Selkirk’s imagination leaps forward. Difficulties? Ah, yes, lots of them! The Hudson’s Bay Company holds monopoly over all that region. And how are settlers to be sent so far inland? And to whom will they sell their produce two thousand miles from port or town? But where would humanity be if imagination sat down with folded hands before the first blank wall? Selkirk takes no heed of impossibles. He invites Colin Robertson to come back with him to meet the Hudson’s Bay Company directors, and he listens to Sir Alexander MacKenzie’s big scheme to monopolize all the fur trade by buying up Hudson’s Bay stock, and he makes mental note of the fact that if stock can be bought up for a monopoly, it can also be bought up for a colony.
At the table of the Beaver Club dinner sit Sir Alexander MacKenzie and Simon MacGillivray.
“He asks too many questions,” says MacGillivray, nodding toward Selkirk’s place.

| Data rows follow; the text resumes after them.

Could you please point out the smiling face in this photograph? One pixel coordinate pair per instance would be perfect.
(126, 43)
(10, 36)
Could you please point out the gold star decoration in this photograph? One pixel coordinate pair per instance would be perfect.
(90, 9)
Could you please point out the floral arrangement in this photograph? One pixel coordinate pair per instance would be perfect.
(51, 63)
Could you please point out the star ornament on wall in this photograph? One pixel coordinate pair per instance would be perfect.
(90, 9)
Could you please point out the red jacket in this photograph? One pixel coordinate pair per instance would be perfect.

“But if we spent £20,000, the North-West Company could buy up a controlling share of H. B. C.,” laconically answers Sir Alexander.

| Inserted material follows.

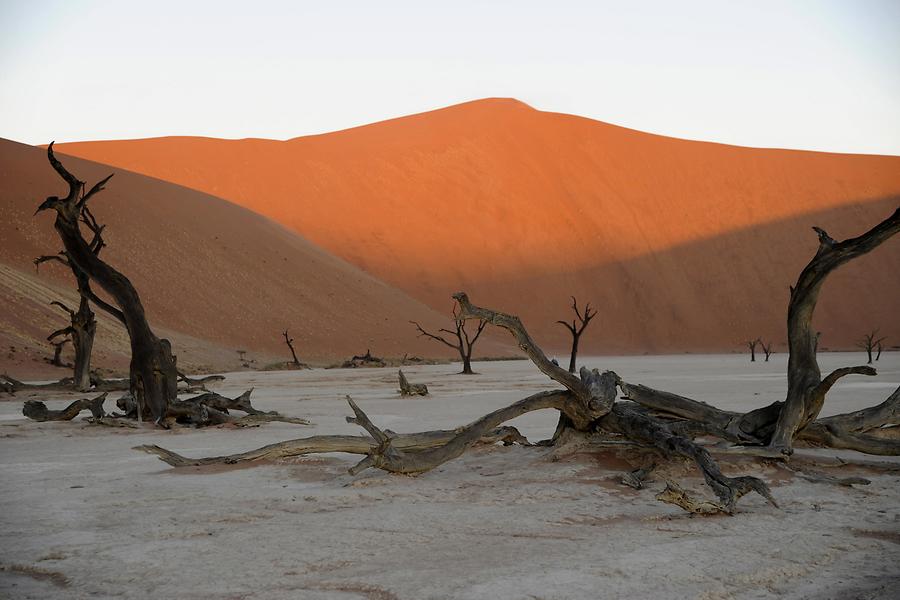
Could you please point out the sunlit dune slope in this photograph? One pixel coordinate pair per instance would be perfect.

“Tush,” says the Highlander MacGillivray, resplendent in the plaids of his clan. “Why should we spend money for that? We can control the field without buying stock. Only £2,000 of furs did they sell last year; and only two dividends in ten years!”

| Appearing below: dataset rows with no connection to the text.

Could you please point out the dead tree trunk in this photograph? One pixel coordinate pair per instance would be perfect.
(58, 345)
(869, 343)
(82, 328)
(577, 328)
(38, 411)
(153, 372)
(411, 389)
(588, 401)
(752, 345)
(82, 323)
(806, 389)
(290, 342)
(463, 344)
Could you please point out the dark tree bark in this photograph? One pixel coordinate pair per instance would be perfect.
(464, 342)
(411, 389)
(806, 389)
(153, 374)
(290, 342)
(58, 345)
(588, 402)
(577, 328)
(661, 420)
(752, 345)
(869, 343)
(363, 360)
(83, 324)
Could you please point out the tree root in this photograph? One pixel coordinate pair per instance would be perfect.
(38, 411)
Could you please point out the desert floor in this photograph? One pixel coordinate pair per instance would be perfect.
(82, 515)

“If you don’t buy control of H. B. C.,” says MacKenzie, “take my advice!—beware of that lord!”
“And take my advice—don’t buy!” repeats the Highlander.
Selkirk goes back to Scotland. By 1810, he controls £40,000 out of the £105,000 capital of the Hudson’s Bay Company. Another £20,000 is owned by minors, with no vote. Practically, Selkirk and his relatives, the Colvilles, own the Company. Sir Alexander’s anger knows no bounds. It is common gossip on what we would to-day call “Change” that Selkirk has bought control, not for the sake of the fur trade, but for a colony. Sir Alexander quarrels violently with my Lord Selkirk, whom he regards as an enthusiast gone mad. MacKenzie turns over to MacGillivray, what Hudson’s Bay stock he owns and again urges the Nor’Westers to buy on the open market against Selkirk.
Not so does the canny Simon MacGillivray lose his head! To the Hudson’s Bay Company he writes proposing a division of territory. If the Hudson’s Bay will keep entirely to the bay and the rivers running into the bay, the Nor’Westers will keep exclusively to the inland country and the Athabasca, which is pretty much like playing Hamlet with Hamlet left out, for the best furs are from the inland country and the Athabasca. Among his own partners, MacGillivray throws off all masks. “This colony of his will cause much expense to us,” he writes from London on April 9, 1812, to the wintering partners, “before Selkirk is driven to abandon the project; yet he must be driven to abandon it, for his success would strike at the very existence of our trade.”